I discovered the Charlotte M Yonge Fellowship http://www.cmyf.org.uk/ and am now in contact with other people who appreciate her work, including academics who write clever things about her. Her books are about families, their interactions with each other, and how they, in Christian terms, grow in grace. I don't think there is another writer who can write so well about families. She was a Tractarian, a Christian who, in the nineteenth century, believed that people could be influenced for good by what they read. For this reason, 20th century people found her characters too moralistic, and her prose too turgid. I think her novels are delightful, her characters lovable, and her prose is minutely descriptive. It was said about her that she was 'able to make goodness exciting'. This is a rare talent, perhaps only found in other Christian writers like John Bunyan or Charles Kingsley.
Through the Gutenberg site, Miss Yonge's works are more easily available than ever. She originally wrote for upper and middle class young women.
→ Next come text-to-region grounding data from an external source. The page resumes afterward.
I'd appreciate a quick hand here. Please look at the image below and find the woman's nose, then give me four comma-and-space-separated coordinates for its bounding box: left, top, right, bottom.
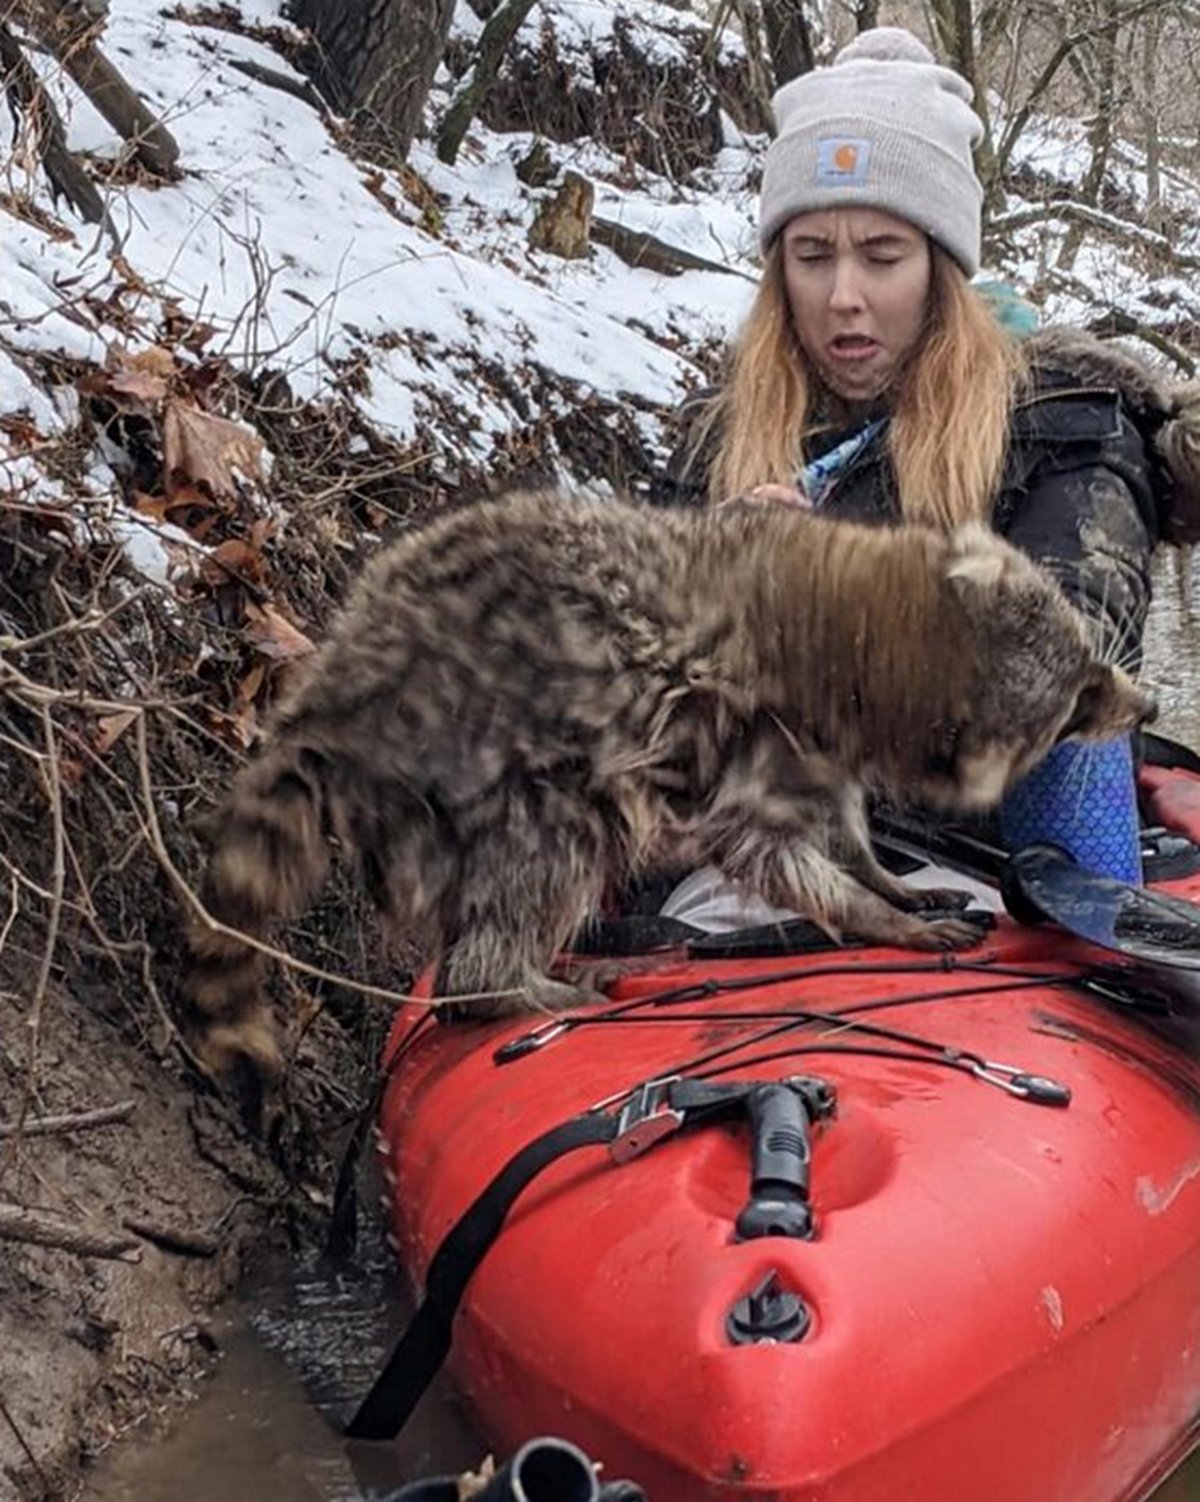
828, 258, 866, 311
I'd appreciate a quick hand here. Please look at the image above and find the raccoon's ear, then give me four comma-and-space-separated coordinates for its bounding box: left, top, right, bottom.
946, 550, 1005, 590
946, 528, 1006, 597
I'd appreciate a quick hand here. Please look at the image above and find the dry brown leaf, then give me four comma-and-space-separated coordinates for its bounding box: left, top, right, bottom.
242, 601, 315, 661
200, 538, 267, 588
133, 486, 216, 535
132, 490, 173, 523
163, 400, 264, 500
104, 346, 177, 406
0, 413, 43, 450
204, 703, 258, 751
94, 709, 138, 756
107, 368, 170, 405
234, 660, 267, 709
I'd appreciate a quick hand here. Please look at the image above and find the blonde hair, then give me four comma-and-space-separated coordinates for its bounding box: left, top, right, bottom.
694, 240, 1027, 527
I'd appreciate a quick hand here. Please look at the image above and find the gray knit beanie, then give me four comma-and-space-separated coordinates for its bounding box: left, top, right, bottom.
758, 27, 984, 275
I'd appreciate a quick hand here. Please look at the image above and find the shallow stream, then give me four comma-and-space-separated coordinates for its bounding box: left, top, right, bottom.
84, 558, 1200, 1502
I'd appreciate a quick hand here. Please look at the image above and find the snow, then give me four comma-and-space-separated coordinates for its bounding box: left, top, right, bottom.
3, 0, 754, 461
2, 0, 1200, 582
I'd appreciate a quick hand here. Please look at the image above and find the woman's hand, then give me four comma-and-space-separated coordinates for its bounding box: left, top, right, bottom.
722, 484, 812, 509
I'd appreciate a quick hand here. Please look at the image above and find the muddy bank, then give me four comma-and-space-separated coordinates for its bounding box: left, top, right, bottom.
0, 965, 341, 1501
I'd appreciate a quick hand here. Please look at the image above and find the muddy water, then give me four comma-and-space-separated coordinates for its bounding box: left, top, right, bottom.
84, 1240, 486, 1501
84, 561, 1200, 1502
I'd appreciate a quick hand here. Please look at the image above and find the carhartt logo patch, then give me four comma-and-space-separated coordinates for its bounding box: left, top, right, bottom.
816, 137, 872, 185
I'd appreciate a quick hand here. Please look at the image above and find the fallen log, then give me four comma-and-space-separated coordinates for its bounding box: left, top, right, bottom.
0, 1203, 141, 1260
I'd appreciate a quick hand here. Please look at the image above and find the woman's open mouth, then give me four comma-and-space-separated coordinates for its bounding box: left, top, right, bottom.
828, 333, 881, 362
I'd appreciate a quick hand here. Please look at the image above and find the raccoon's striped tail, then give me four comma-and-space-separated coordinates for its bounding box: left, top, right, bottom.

Even though I live a century and a half later, I can recognise her characters in their 'descendants' who live around me, but I sometimes wonder what Chinese, African, or even modern American readers think of her, their own backgrounds so different from the English Victorians.
I enjoy making Gutenberg texts, the work is simple, once you know how to. I would prefer, however, to see them presented in HTML. The modern ebooks all need to be in HTML format to present nicely on their tiny pages. I believe Gutenberg is going to publish HTML files, I would like to learn how to do it. Eventually, I think Gutenberg files will be available in a format that will work on all PCs, handhelds, palms, and ebooks;--but I don't know what that format is yet, I don't think standards have even been worked out among the ebook publishers.
Finally, yes, I do find mistakes in my published texts. When I have finished all 200+ of Miss Yonge's books, I am going to go through them all for the second time, and remove the mistakes. So, my work is cut out for many years to come. . . .
Suzanne Shell
Over the past several years, I visited the Project Gutenberg website occasionally, looked at what was involved in making a significant contribution to the effort, and left after downloading a few books--PG was a project that would need to wait until I retired.
In the summer and fall of 2002, I was doing research on e-books (sources, devices, costs) for my library, and ran across Distributed Proofreaders. I discovered Blackmask.com at about this time, and also followed a link from there to Distributed Proofreaders. Serendipity! After backing away a few times, I took the plunge and registered on November 5, then began proofing. The however-many-pages-I-wanted-to-proof commitment was just right for letting me get a feel for the process, and to start me thinking of the ways I could exploit all this free labor to get the books _I_ wanted into PG.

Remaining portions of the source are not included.